It may be possible that at the height of a conflagration, they may have taken political and electoral positions, but for the ‘Big Two’ to believe that is how the Sinhala mind-set is, is to belittle the ‘ahimsa’ or non-violence that Lord Buddha had preached, even more.

It is thus time that the ruling SLFP and the Opposition UNP resolved it between them. They need to understand that the peripheral polity of the communal kind from among the Sinhala-Buddhist need them more than the other way round.

They need to act against militant views and actions, the way they should have done, both in the case of the LTTE and the JVP – at the budding stage, and not wait on and on to claim credit by putting them down at their worse. They failed the nation then, they seem wanting to fail the nation now.

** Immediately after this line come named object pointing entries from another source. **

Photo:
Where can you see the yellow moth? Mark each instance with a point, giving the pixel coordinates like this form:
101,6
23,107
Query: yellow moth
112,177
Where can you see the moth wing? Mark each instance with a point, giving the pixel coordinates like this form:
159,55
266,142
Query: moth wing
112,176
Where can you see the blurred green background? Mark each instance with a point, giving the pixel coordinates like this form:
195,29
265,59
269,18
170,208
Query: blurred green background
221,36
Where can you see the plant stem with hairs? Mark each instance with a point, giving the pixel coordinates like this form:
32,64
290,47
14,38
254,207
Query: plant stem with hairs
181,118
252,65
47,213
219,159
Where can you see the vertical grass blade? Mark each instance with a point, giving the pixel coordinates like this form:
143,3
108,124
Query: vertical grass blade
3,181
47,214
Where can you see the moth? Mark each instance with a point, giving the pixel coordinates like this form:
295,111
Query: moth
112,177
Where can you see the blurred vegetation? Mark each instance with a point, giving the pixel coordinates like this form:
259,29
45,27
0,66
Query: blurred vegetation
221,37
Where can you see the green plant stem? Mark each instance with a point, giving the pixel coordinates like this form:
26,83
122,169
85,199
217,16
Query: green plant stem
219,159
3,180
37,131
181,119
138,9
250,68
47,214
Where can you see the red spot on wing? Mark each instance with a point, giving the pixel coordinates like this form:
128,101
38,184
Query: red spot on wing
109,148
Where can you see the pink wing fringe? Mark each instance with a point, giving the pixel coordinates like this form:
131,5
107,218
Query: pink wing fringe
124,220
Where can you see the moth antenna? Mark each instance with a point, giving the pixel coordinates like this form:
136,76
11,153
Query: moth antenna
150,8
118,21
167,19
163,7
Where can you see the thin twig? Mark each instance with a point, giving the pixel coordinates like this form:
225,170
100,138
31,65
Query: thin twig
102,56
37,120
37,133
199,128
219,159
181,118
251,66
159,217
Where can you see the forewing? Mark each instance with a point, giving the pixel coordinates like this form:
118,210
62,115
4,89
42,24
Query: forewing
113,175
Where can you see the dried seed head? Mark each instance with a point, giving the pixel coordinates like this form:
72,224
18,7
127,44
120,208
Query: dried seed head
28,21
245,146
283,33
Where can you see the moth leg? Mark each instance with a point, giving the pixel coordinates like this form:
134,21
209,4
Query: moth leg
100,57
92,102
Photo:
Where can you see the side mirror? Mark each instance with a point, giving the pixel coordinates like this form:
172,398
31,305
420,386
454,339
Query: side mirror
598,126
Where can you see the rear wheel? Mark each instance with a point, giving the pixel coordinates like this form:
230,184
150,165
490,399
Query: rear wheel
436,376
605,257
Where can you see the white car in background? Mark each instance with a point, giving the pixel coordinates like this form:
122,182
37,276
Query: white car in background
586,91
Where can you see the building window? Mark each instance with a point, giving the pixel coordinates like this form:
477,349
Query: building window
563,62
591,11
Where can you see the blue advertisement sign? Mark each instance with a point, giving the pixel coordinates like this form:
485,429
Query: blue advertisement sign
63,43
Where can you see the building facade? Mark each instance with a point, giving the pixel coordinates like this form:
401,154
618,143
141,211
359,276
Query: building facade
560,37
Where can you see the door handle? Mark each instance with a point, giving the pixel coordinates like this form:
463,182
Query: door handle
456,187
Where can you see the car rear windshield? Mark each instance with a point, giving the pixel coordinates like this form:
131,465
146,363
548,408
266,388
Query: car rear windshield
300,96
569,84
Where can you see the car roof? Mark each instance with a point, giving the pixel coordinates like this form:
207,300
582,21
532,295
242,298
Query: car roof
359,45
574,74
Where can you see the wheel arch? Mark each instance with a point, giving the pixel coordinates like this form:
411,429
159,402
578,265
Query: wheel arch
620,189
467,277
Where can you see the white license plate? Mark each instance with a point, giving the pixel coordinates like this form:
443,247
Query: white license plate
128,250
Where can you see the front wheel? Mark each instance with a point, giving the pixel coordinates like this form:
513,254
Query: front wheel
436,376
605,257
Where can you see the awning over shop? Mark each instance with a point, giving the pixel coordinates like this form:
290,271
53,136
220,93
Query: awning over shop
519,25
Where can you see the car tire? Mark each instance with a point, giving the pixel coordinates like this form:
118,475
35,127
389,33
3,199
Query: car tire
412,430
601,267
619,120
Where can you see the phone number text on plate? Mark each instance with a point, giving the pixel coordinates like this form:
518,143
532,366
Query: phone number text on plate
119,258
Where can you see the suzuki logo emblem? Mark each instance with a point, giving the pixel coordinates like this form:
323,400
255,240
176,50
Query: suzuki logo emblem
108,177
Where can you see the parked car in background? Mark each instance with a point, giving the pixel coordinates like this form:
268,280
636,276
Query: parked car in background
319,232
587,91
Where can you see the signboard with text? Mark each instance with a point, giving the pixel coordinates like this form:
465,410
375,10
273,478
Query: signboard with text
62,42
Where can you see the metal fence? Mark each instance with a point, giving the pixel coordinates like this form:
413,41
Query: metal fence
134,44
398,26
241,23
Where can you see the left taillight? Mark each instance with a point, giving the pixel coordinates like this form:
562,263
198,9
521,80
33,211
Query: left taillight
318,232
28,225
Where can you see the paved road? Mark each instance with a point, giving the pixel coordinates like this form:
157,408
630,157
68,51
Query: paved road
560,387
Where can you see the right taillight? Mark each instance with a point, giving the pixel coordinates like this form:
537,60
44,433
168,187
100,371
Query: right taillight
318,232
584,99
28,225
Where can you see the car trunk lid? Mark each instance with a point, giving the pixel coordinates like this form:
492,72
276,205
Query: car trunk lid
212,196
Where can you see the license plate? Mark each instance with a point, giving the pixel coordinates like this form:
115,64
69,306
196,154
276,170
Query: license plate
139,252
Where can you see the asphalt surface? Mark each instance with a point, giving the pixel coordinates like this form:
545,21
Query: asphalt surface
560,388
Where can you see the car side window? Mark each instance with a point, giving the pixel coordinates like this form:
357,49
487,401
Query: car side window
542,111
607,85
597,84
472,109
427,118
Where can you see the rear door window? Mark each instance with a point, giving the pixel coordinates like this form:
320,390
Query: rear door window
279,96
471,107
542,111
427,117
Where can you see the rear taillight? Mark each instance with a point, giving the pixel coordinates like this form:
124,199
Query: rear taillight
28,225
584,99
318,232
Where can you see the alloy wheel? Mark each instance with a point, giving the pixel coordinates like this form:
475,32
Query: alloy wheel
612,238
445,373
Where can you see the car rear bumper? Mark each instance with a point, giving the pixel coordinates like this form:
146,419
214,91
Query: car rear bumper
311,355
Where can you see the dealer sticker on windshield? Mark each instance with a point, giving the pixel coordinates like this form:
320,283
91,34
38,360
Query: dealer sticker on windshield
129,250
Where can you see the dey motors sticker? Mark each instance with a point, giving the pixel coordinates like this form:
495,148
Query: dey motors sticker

They can still do it, they only have to marshal their forces, and put long-term national concerns way ahead of short-term personal and political interests. If they fail the nation, they will also be failing themselves.

The ‘new generation’ voters with their priorities set clearly would begin looking elsewhere for their political masters – and the ‘Big Two’ then may be incapable of comprehending what had hit them, and why their downslide onto a bottomless pit! In political and electoral terms, it is already happening, but they seem incapable of reading the writing on the wall and interpret it correctly – incapable however as they are, given the inherent habit of thinking for the nation, themselves, and thinking about the nation, otherwise.

(The writer is Director, Chennai Chapter of the Observer Research Foundation)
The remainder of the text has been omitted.